Correa denounced his protégé and successor Lenín Moreno for cutting off Assange’s communications and visitors, labelling it as “basically torture and “a clear violation of his rights.” He declared the Ecuadorian government “is attacking Julian’s mental health.” He reviewed the closer relations between Moreno’s administration and Washington that had been developed immediately prior to the attack on Assange

Correa stated that the Guardian allegations that Assange hacked the embassy were “absurd” and that it had “presented no evidence for this, just an anonymous source.”
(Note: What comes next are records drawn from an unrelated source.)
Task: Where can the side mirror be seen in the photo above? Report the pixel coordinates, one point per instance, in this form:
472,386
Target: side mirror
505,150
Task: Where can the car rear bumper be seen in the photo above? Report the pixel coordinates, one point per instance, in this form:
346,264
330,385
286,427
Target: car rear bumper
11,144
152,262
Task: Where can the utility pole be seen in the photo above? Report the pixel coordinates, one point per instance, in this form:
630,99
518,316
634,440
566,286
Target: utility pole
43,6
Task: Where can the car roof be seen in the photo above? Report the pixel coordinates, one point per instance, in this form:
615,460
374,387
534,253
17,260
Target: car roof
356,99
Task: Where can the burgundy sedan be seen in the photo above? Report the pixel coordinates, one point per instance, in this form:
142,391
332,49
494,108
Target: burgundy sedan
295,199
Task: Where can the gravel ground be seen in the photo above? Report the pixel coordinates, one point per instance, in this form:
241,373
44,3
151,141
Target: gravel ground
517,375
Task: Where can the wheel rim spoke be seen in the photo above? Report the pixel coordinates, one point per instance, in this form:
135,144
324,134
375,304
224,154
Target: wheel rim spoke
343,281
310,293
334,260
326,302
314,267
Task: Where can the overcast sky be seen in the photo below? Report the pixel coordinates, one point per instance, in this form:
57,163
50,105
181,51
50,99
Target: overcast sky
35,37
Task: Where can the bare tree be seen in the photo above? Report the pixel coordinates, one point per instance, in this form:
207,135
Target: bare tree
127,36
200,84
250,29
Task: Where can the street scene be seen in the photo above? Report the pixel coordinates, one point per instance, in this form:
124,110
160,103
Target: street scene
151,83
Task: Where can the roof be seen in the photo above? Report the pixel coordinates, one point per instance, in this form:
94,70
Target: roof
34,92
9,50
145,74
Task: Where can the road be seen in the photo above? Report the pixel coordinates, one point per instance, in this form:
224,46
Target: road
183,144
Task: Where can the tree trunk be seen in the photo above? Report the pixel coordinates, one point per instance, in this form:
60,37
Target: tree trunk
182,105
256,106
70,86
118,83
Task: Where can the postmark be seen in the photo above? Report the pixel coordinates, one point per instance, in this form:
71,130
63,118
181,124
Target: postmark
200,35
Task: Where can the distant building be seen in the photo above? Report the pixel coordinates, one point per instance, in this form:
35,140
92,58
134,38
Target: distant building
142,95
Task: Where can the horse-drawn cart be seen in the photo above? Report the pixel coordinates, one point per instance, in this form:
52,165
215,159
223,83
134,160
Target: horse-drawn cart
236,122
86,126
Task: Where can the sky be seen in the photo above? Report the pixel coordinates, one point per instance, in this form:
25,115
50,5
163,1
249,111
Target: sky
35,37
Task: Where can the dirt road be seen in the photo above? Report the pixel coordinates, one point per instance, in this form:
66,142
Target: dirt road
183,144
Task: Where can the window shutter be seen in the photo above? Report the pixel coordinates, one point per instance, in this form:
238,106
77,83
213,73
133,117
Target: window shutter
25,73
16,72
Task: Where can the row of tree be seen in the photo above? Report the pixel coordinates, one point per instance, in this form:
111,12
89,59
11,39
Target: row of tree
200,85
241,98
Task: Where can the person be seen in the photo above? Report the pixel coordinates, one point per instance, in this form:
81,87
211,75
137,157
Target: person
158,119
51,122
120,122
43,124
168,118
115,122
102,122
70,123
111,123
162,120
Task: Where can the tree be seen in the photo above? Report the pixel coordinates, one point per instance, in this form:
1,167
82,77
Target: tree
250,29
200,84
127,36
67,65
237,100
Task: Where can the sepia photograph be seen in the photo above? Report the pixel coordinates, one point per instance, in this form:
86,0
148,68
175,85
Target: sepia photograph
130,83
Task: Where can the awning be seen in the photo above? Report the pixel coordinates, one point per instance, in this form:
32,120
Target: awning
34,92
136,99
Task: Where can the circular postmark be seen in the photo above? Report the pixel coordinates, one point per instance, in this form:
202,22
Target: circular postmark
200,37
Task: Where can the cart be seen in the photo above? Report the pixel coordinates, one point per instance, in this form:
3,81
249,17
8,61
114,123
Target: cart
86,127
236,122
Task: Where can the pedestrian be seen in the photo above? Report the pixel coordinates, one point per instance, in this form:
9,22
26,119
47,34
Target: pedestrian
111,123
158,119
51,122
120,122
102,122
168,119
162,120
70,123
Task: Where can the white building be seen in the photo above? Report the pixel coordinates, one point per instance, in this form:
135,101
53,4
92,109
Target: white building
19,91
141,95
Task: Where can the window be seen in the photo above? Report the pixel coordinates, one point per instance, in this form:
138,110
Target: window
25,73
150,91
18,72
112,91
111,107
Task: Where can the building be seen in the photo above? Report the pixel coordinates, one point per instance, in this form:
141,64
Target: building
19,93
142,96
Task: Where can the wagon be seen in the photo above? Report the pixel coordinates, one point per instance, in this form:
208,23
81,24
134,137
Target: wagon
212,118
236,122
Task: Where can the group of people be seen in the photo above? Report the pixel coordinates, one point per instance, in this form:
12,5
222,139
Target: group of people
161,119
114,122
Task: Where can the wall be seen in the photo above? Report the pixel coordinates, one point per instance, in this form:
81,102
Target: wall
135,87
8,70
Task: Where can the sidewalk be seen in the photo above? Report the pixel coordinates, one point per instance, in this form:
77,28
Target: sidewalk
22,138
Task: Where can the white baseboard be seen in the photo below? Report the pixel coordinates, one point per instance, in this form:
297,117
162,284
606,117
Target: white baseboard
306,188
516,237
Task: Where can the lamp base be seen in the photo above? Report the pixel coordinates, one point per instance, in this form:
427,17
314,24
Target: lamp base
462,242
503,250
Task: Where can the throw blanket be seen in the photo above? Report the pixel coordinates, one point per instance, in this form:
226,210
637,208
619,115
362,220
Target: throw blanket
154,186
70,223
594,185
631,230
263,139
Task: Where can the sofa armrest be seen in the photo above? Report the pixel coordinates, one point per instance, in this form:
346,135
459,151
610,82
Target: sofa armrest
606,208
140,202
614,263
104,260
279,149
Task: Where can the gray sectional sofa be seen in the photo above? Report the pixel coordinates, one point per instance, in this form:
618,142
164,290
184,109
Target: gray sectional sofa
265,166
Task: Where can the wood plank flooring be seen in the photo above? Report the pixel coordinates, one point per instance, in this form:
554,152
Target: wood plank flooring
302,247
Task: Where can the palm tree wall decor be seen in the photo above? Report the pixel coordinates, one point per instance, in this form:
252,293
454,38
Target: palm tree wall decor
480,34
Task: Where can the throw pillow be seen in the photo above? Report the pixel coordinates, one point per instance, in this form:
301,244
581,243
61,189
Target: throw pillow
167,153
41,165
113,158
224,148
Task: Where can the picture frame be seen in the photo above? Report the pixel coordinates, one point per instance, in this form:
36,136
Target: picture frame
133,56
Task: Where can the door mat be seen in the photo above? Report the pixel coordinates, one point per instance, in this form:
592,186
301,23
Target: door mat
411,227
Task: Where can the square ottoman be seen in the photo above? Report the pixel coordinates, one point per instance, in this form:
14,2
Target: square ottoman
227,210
The ex-president stated that if Moreno allowed the WikiLeaks’ editor to be forced out of the London embassy without an iron-clad guarantee he would not be extradited to the US, it would be a “terrible betrayal, a violation of the rules of asylum and a breach of Ecuador’s responsibility to protect the safety and welfare of Julian Assange.”

The almost universal hostility towards Assange and indifference to his fate on the part of the establishment press and self-styled “left” is in stark contrast to mass popular sentiment. On Facebook, Twitter and other social media, every defence of Assange is being responded to with a stream of supportive comments, retweets and shares, and sharp and informed rebuttals of all those who attempt to attack Assange and WikiLeaks with pro-state propaganda and lies.

The social force that must be politically mobilised in defence of democratic rights is the international working class. It must be alerted and educated as to the tremendous dangers posed by the steadily escalating efforts to censor the Internet, suppress free speech and railroad whistleblowers and principled journalists like Julian Assange into prison or worse.

 

The author also recommends:

Ecuador hints it may hand over Julian Assange to Britain and the US
[12 May 2018]

Freedom for Julian Assange!
[11 January 2018]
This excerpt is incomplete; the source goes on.